It is unusual for the leader of a community action group concerned about over development and the head of a developer lobby championing high-rise apartments to agree on a planning approach for Sydney’s growth. But, amazingly, the two of us, one the president of community group Save Our Suburbs and the other the chief executive of the Urban Taskforce, do agree on how Sydney can grow without destroying the suburbs.
We are both often at Department of Planning briefings where bureaucrats assume we are on opposite sides of policy discussions but the “missing middle” code proposed by the state government a year ago has brought us together, at least in policy terms.
We are concerned about the potential for new medium-density housing to spread through the suburbs in a manner that will destroy the suburban character of houses with distinctive architecture surrounded by flowers, trees and other foliage, and have a negative impact across much of Sydney.
Many councils are fighting the medium-density code, their main concern being that residents do not want widespread change to the character of their suburbs. The government has allowed 50 councils to postpone the adoption of the code, but that period of grace expires in just over three weeks, on July 1. That deadline will become a flashpoint. Councils need more time, but will they get the extension they are requesting?
We accept that small areas of medium-density could be built in council-initiated, appropriately zoned areas, but the rest of the suburbs must be protected.
We believe that carefully planned high-rise housing in limited locations in town centres and around railway stations is a better option than widespread medium density to accommodate part of Sydney’s growth. This type of housing in apartments has become a preferred way of living for demographic groups who want a more urban lifestyle and to use public transport, including metro rail, to get to work.
Importantly, the NSW government must continue its rollout of turn-up-and-go metro rail lines that connect town centres across Sydney.
But more housing must be encouraged on the fringes of Sydney and along corridors outside Greater Sydney. A very fast train connection between Sydney and Canberra would open up peripheral housing development options along its route, particularly around the Southern Highlands at Bowral and around Goulburn. In a similar manner, a very fast train along the east coast connecting Sydney, Wollongong and Newcastle would open up even more desirable peripheral housing options.

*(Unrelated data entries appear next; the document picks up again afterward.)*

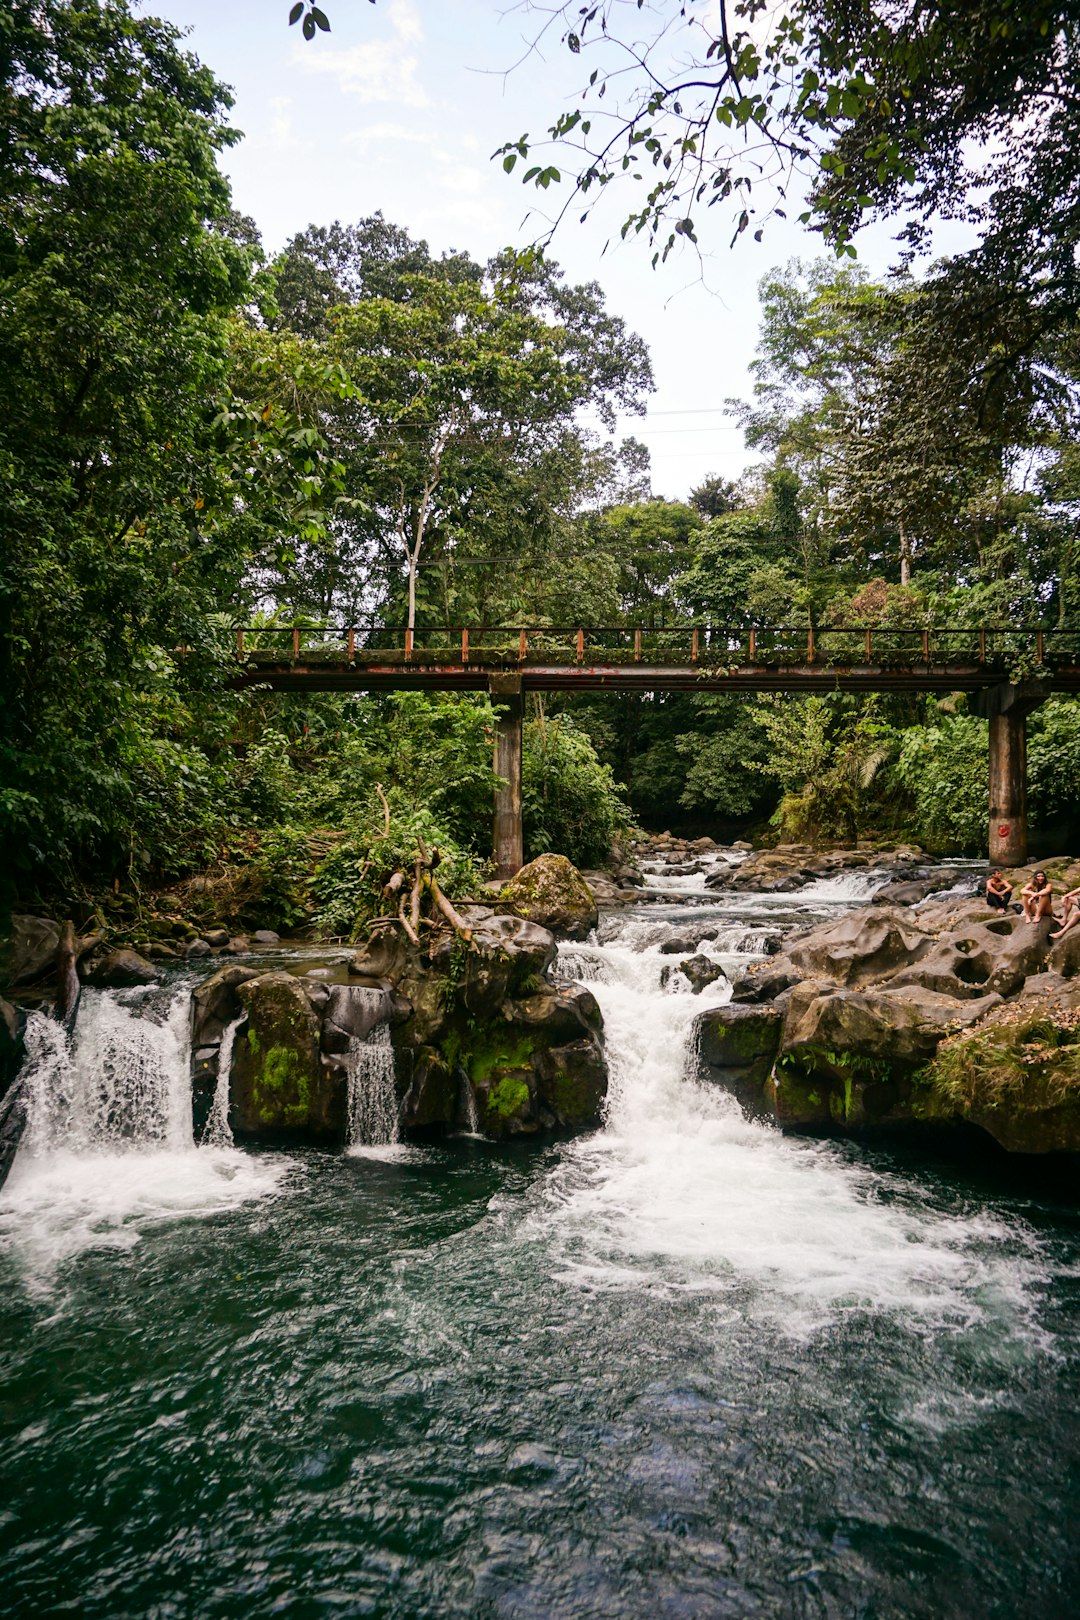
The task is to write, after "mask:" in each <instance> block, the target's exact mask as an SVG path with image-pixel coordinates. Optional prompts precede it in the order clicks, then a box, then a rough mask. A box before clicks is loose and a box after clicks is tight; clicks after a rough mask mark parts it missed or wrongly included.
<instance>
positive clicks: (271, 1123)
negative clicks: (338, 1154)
mask: <svg viewBox="0 0 1080 1620" xmlns="http://www.w3.org/2000/svg"><path fill="white" fill-rule="evenodd" d="M238 996H240V1001H241V1003H243V1006H244V1009H246V1013H248V1025H246V1030H241V1034H240V1037H238V1040H236V1045H235V1048H233V1063H232V1076H230V1121H232V1128H233V1134H235V1136H238V1137H253V1139H262V1140H287V1139H308V1140H321V1142H342V1140H343V1139H345V1126H347V1106H348V1098H347V1085H345V1076H343V1072H342V1069H340V1066H337V1064H330V1063H325V1064H324V1063H322V1061H321V1056H319V1019H317V1017H316V1014H314V1011H313V1006H311V1001H309V1000H308V996H306V993H304V988H303V985H301V983H300V980H296V978H293V975H291V974H282V972H277V974H262V975H259V977H257V978H251V980H248V982H246V983H243V985H240V987H238Z"/></svg>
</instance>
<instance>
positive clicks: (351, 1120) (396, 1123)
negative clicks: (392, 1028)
mask: <svg viewBox="0 0 1080 1620" xmlns="http://www.w3.org/2000/svg"><path fill="white" fill-rule="evenodd" d="M345 1071H347V1074H348V1145H350V1147H385V1145H387V1144H390V1142H397V1140H400V1134H402V1132H400V1123H398V1102H397V1087H395V1084H393V1081H395V1069H393V1047H392V1045H390V1025H389V1024H376V1027H374V1029H372V1030H371V1032H369V1034H368V1035H366V1037H358V1035H353V1037H350V1043H348V1051H347V1055H345Z"/></svg>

We are concerned the NSW government seems to prefer a medium-density approach of low-rise but bulky, multi-dwelling housing inserted extensively into existing suburbs. From a development perspective the feasibility of these housing types is dubious and from a local character perspective the intrusions of bulky buildings with increased density of parking will destroy the suburbs that Sydneysiders so love.
From a macro planning perspective it seems preferable to limit the change of local character to small areas in town centres and around railway stations with high-rise buildings rather than spread changes across much of suburban Sydney.
Another area we agree on is that planning policies for land use on the periphery are far too restrictive and manipulate the market. In a number of large, prosperous American cities such as Houston and Dallas-Fort Worth there are no restrictive land use policies. We understand that developers can propose developments of the housing types people want in suitable locations, often on the periphery, and create neighbourhoods with amenities that attract buyers. The result is that housing cost is about a third of that in Sydney and journey-to-work times and congestion levels are far lower.
One of us wants to protect the suburbs of Sydney and accepts peripheral development and high-rise in limited locations in town centres and around railway stations. The other champions the swing to a more co-operative lifestyle in high-rise or medium-rise apartments where amenities and transport options are shared but with easy access.
What we are both very concerned about is the widespread proliferation of medium-density, low-rise dwellings across the suburbs that will generate more car congestion and will forever change the local character of our detached house suburbs.
Tony Recsei is the president of Save Our Suburbs and Chris Johnson is the chief executive of the Urban Taskforce.